The Supreme Court of Canada decision leaves intact last year's ruling from Ontario's top court in favour of Christopher Husbands, who had earlier been convicted of second-degree murder and other offences related to the shooting.

In a unanimous decision last July, Ontario's top court overturned Husbands' convictions based on defence arguments about how jurors had been selected. The Appeal Court, finding that the trial judge had improperly rejected a defence request related to jury selection, ordered a new trial. The prosecution appealed to the Supreme Court, which said Thursday it would not weigh in.

The killings of Nixon Nirmalendran, 22, and Ahmed Hassan, 24, and the wounding of five others at the popular downtown mall in June 2012 sent hundreds of patrons scrambling for their lives. A pregnant woman was trampled in the mayhem and a 13-year-old boy was shot in the head, but survived.

Husbands, charged with first-degree murder, admitted responsibility for the havoc in the crowded food court but denied going to the mall intending to kill anyone. He maintained he was suffering from post-traumatic stress disorder when he encountered a group of men he believed was out to get him and opened fire on them in a panic.

The jury, with then-Ontario Superior Court justice Eugene Ewaschuk presiding, convicted him of second-degree murder and aggravated assault. Ewaschuk sentenced Husbands to life in prison with no chance of parole for 30 years.

But it was a ruling by Ewaschuk at the outset of the hearing related to jury selection that prompted the Ontario Court of Appeal to quash the convictions and order a new trial.

The issue related to whether the first two jurors of a panel hearing a case -- called triers -- accept the selection of the remaining jurors, a situation known as static triers. Alternatively, each newly selected juror replaces one of the first two triers in selecting the next member of the panel, a situation known as rotating triers.

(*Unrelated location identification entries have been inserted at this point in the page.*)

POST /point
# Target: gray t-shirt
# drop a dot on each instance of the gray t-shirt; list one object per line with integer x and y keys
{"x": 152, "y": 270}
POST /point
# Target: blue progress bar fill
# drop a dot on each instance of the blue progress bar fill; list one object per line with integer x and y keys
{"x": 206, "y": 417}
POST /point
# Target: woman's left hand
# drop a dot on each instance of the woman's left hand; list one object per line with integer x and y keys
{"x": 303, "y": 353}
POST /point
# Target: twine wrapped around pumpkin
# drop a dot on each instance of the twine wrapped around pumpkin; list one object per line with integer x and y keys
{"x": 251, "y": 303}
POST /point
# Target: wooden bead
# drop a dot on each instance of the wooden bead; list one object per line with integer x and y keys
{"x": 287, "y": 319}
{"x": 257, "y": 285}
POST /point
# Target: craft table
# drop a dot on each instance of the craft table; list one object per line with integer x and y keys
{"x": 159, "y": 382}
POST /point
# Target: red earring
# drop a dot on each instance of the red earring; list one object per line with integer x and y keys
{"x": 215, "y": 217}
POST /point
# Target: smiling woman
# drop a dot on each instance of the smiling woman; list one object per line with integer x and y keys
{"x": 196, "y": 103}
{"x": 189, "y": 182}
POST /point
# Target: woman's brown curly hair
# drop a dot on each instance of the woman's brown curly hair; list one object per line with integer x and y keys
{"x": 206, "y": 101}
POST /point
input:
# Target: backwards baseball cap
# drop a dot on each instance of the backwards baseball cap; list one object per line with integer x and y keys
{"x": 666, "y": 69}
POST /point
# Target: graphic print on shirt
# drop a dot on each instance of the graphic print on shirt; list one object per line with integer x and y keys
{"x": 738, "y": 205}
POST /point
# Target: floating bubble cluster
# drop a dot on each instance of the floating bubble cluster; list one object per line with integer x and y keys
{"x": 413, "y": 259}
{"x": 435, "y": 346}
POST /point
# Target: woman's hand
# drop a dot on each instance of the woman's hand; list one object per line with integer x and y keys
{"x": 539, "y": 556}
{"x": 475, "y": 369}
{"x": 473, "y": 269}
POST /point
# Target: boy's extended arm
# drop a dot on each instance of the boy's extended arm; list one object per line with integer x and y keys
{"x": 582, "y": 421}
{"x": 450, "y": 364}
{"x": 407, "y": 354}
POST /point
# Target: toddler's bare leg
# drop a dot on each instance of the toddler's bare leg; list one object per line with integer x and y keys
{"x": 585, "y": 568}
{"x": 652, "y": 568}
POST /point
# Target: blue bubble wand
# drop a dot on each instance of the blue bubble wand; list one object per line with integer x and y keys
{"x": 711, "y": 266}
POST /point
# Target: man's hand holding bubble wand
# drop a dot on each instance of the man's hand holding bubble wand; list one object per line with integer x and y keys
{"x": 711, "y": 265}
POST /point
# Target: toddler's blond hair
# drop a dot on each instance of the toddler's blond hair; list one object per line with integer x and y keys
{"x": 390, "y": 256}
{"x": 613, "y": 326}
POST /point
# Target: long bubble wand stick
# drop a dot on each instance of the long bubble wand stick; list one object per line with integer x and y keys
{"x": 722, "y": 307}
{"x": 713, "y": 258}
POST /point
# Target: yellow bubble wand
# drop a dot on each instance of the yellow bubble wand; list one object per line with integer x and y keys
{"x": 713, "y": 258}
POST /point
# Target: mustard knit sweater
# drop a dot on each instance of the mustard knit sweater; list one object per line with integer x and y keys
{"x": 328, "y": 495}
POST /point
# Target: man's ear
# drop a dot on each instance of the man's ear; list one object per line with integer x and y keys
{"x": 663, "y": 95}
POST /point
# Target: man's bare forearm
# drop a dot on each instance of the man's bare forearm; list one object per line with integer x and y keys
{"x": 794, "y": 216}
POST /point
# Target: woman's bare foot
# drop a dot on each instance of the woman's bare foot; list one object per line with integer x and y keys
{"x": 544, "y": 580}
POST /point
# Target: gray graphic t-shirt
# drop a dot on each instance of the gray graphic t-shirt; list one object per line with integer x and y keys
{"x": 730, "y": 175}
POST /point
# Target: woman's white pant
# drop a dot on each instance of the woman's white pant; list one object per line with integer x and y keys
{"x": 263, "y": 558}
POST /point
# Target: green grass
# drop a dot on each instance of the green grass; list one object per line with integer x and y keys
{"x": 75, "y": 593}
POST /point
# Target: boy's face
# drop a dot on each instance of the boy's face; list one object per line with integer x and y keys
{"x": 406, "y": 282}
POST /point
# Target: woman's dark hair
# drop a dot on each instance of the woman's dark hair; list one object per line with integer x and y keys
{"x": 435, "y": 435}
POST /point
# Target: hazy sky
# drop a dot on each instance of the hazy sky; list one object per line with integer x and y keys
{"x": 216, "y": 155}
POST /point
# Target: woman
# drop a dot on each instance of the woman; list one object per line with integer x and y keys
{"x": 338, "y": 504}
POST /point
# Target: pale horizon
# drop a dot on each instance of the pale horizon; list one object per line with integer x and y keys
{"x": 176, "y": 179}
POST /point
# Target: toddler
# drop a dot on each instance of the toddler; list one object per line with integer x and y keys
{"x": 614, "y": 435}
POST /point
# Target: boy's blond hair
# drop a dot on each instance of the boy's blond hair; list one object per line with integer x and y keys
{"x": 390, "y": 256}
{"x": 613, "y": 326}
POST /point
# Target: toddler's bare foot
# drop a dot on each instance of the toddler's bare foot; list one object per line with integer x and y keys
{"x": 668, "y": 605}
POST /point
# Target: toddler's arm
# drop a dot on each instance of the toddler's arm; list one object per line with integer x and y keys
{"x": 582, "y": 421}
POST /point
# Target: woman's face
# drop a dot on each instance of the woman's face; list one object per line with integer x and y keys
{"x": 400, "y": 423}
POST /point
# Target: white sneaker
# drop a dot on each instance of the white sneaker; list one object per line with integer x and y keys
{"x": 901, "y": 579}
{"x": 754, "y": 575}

Parliament amended the Criminal Code in 2008 to allow for static triers -- meaning the same two people pick the entire jury -- but only if the defence makes the request. In the Husbands' case, Ewaschuk imposed static triers over objections from the defence.

As a result, the three-member appeal panel said the jury was improperly constituted and the verdict could not stand.

"Expressly and repeatedly, counsel wanted rotating triers," Justice David Watt wrote for the Appeal Court. "Yet the trial judge forged ahead, despite the entreaties of defence counsel, without any inquiries of the trial Crown about her position, and seemingly oblivious to the confining language of the enabling legislation."

The Crown did not contest the jury's second-degree murder finding -- despite the original first-degree murder charge in the case -- meaning that's the main charge Husbands would face at a new trial.